How is variable speed pumping used in HVAC?
The energy conservation standard for pumps (10 CFR 431 Subpart Y), published in January 2016, recognizes that pumps and motors equipped with variable speed drives (VSDs) can save significant energy and the metrics in the regulation measure this.
In heating, ventilating and air conditioning (HVAC) applications of pump systems, the American Society of Heating, Refrigerating and Air-Conditioning Engineers (ASHRAE) 90.1 standard requires water-cooled unitary systems that are greater than 5 horsepower (hp) to have a VSD installed on the pump motor.
When properly applied, VSDs play a major role in energy conservation.
The energy savings in variable flow pumping systems are maximized in systems that are friction dominated, such as water circulating systems for heating and cooling.
Image 1 demonstrates the wasted energy that can be saved when the speed is reduced to a lower flow and head in a friction head dominated system.
VSDs allow the pump speed to be lowered or increased, depending on the needs of the system.

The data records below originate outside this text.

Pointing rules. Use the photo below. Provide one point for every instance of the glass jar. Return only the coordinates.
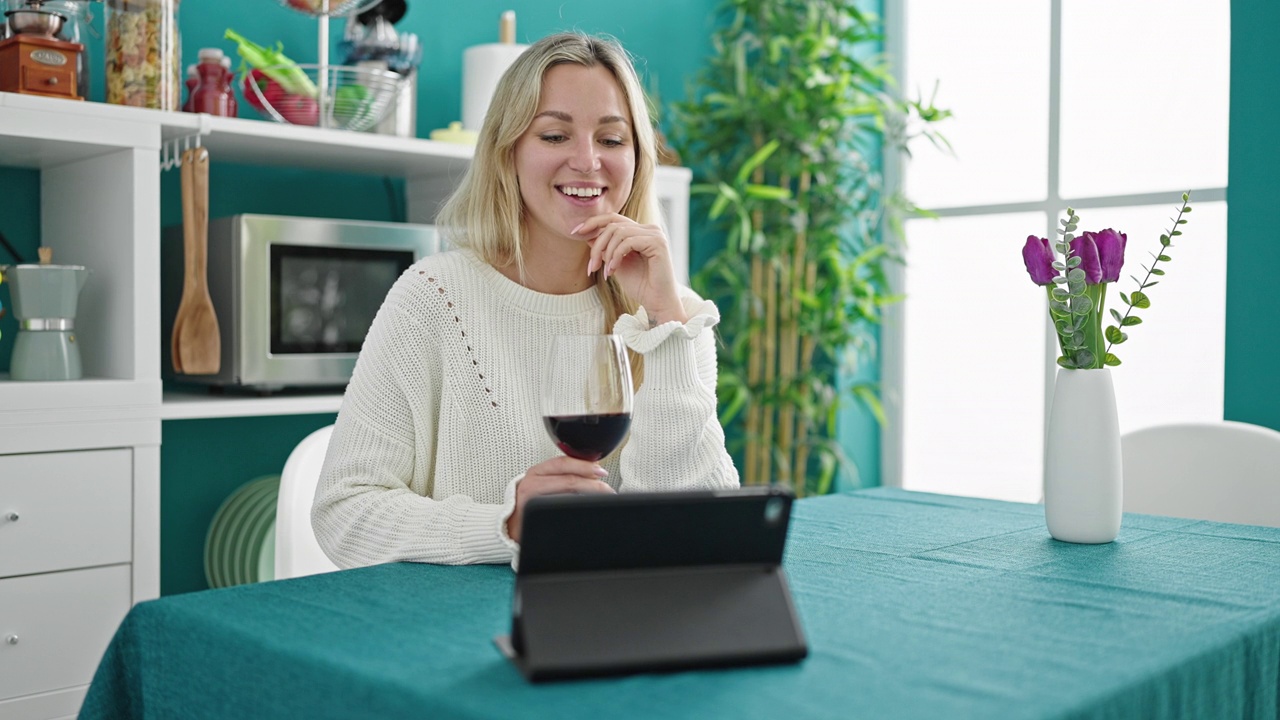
(144, 54)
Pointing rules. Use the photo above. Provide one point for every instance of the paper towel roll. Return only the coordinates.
(481, 69)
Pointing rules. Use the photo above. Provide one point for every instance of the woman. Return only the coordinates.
(439, 442)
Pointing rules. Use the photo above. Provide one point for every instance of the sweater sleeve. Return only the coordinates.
(676, 440)
(370, 505)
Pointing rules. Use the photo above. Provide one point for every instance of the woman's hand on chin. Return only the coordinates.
(639, 256)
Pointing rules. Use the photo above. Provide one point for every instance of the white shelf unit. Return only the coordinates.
(100, 206)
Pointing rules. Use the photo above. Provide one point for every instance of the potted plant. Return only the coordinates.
(785, 130)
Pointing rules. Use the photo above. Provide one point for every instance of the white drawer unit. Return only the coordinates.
(65, 510)
(55, 627)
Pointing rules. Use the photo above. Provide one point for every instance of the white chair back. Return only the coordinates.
(1228, 472)
(296, 548)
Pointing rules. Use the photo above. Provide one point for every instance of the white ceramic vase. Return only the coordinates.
(1083, 477)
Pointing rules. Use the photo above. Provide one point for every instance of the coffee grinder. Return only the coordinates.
(32, 59)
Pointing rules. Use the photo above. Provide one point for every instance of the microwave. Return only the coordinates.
(295, 296)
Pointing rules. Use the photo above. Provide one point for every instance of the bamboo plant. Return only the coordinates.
(786, 123)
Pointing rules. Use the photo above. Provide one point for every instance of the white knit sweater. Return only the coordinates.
(442, 415)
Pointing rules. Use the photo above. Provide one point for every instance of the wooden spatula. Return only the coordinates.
(197, 346)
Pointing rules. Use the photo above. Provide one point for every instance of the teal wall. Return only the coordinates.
(1252, 383)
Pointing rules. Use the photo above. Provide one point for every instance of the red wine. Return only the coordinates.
(588, 437)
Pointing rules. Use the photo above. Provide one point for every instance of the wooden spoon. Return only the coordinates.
(197, 345)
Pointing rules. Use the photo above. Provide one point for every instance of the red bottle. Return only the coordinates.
(192, 81)
(213, 94)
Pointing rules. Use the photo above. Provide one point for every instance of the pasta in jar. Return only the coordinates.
(144, 55)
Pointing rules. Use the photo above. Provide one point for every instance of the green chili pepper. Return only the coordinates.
(274, 64)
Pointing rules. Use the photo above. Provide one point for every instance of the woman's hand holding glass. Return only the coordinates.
(586, 411)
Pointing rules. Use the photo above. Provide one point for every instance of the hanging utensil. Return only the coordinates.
(196, 341)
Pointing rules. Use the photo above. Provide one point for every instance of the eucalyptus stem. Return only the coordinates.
(1165, 241)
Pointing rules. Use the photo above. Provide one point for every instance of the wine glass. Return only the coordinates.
(586, 395)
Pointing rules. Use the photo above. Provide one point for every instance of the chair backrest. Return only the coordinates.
(296, 548)
(1228, 472)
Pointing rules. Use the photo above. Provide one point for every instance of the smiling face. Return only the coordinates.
(577, 156)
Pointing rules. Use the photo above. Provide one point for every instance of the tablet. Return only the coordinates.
(653, 582)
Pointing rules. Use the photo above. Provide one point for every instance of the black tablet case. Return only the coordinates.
(652, 582)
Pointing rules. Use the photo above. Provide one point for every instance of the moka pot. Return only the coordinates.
(44, 302)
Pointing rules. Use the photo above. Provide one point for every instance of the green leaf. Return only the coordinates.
(755, 160)
(768, 192)
(718, 206)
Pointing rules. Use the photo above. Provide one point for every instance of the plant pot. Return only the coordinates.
(1083, 477)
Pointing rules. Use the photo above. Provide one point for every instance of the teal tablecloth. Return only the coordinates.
(914, 606)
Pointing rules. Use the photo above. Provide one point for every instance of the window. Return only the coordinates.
(1109, 108)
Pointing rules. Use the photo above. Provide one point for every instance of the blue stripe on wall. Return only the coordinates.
(1252, 382)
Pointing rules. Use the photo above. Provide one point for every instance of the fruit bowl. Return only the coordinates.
(336, 7)
(355, 99)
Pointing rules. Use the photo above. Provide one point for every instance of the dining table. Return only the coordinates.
(913, 605)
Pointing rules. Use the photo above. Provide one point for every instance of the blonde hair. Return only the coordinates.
(487, 213)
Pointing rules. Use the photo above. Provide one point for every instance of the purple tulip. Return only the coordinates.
(1040, 260)
(1110, 245)
(1087, 251)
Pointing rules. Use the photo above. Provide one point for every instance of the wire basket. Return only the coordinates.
(355, 99)
(316, 8)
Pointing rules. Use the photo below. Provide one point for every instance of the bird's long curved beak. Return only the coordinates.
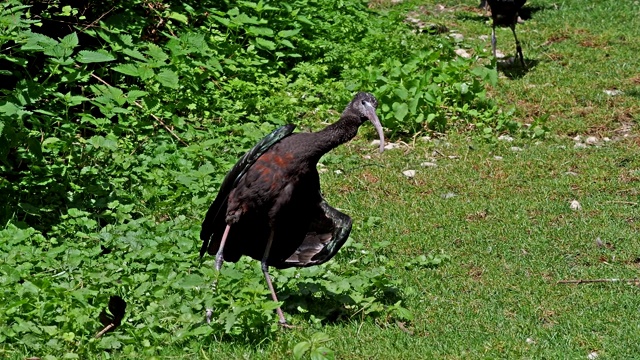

Reducing the speed of the pump reduces both the pump’s pressure and flow, which reduces power consumption.
While variable speed control can provide the most efficient, reliable and precise control to meet the system demand, it requires higher investment cost, is less suitable for high static or flat system curves, and requires consideration of mechanical design issues related to resonance, minimum speed and/or over speed.
To justify its use and ensure a reliable installation, it is important to analyze the system’s suitability for the speed range and the benefits of controlling the speed.